How do people view this these days? Have the manufacturers mitigated the problem with high write rates to SSD drives?

As an off the wall follow up question - what would people think of a SSD-Mechanical pairing in a RAID-0 mirror? Stupid idea, or some merit for faster read times?

Thanks in advance for any insights.

(Not sure this is the correct forum for this sort of discussion - hopefully the mods will move the post if not)
(Edit: RAID-0 to RAID-1, correcting a senior moment, sorry)


Last edited by ipic on Fri Aug 09, 2024 11:41 am; edited 1 time in total
Back to top
View user's profile Send private message
szatox
Advocate
Advocate


Joined: 27 Aug 2013
Posts: 3407

PostPosted: Wed Aug 07, 2024 8:53 pm    Post subject: Reply with quote

Quote:
But - I recall that I also formed an opinion (some years ago) that SSD drives would not work well with a Gentoo system configured like mine, on account of the SSD drives having a very limited lifespan if written to regularly.
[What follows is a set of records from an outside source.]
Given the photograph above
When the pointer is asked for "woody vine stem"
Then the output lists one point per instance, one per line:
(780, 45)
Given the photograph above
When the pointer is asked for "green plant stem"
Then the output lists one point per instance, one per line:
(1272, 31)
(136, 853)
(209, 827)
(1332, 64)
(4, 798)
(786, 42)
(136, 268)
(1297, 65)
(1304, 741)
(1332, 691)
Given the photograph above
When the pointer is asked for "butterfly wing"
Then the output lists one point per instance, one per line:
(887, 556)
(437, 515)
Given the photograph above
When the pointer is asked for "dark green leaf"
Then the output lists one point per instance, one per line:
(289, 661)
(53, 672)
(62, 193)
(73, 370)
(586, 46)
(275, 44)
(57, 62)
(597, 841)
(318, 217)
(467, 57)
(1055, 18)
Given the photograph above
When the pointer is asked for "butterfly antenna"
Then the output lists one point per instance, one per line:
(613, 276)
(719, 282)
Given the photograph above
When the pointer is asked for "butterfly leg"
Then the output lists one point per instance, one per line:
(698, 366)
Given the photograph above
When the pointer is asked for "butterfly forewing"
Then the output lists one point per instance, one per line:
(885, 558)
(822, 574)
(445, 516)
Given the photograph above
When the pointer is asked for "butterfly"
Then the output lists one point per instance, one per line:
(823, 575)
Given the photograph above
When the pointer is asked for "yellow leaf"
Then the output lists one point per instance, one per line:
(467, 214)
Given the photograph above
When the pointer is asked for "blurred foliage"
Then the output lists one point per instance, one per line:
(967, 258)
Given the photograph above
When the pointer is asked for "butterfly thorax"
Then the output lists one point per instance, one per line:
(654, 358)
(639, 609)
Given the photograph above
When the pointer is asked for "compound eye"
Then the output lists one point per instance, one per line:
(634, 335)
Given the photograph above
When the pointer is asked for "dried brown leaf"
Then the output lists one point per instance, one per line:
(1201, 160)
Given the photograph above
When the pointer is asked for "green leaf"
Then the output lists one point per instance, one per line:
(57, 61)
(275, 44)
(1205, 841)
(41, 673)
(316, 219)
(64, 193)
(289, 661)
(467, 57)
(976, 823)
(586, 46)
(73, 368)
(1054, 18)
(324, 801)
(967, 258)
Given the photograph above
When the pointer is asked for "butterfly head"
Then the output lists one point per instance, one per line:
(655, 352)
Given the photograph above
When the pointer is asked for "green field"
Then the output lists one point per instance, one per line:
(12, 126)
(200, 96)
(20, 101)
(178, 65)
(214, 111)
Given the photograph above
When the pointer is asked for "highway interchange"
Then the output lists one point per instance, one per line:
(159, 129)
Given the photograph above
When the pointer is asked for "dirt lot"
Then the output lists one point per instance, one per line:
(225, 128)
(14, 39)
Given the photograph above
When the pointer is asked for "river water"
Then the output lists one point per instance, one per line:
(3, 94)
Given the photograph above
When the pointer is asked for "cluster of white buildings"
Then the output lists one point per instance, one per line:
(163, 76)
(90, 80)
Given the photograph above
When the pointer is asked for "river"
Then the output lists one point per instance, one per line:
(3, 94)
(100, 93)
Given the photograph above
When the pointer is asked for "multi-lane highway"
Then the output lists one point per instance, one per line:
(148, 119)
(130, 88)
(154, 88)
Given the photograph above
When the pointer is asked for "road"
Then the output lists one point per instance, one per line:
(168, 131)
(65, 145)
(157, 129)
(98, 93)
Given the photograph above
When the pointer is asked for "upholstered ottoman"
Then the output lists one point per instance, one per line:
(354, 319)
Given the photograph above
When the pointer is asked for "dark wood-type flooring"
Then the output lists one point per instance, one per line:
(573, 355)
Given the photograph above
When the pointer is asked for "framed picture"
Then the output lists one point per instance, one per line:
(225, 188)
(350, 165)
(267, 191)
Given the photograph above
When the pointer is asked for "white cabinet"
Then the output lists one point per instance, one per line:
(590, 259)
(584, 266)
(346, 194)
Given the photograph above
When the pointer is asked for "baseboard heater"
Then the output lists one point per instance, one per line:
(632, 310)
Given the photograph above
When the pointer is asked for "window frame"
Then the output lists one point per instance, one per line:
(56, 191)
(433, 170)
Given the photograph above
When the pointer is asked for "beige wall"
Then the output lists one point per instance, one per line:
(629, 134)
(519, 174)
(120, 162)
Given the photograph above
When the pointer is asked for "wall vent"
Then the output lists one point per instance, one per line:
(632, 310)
Dunno, my Gentoo is doing fine. The vast majority of compilation happens in RAM anyway, and hitting swap once in a while is not a big deal.

Quote:
As an off the wall follow up question - what would people think of a SSD-Mechanical pairing in a RAID-0 mirror? Stupid idea, or some merit for faster read times?
It should give you faster reads, but write performance will be limited by hdd.
Depending on the internal optimizations, I can imagine this setup failing slow HDD out of the raid set during a big write (or at any time really), so you'd have to really really stress test it.
Bcache and similar probably won't survive the backing device failing, even if cache is big enough to keep all data forever.
Maybe you could abuse DRBD in some creative way to flag HDD as write-mostly, if you're -brave-enough- totally insane. I mean, this idea definitely sucks, but I am now curious if it's possible :lol:

One thing that did actually work well when mixing HDD and SSD was LVM snapshots. Full snapshots on a single HDD degrade performance like 10 times. LVM allows you to specify physical volume where a logical volume should be created. Having both, HDD and SSD in one group allows you to put an LV on HDD and then snapshot is to SSD, which avoids write amplification penalty.
_________________
Make Computing Fun Again
Back to top
View user's profile Send private message
ipic
Guru
Guru


Joined: 29 Dec 2003
Posts: 400
Location: UK

PostPosted: Fri Aug 09, 2024 8:43 am    Post subject: Reply with quote

szatox wrote:
Quote:
But - I recall that I also formed an opinion (some years ago) that SSD drives would not work well with a Gentoo system configured like mine, on account of the SSD drives having a very limited lifespan if written to regularly.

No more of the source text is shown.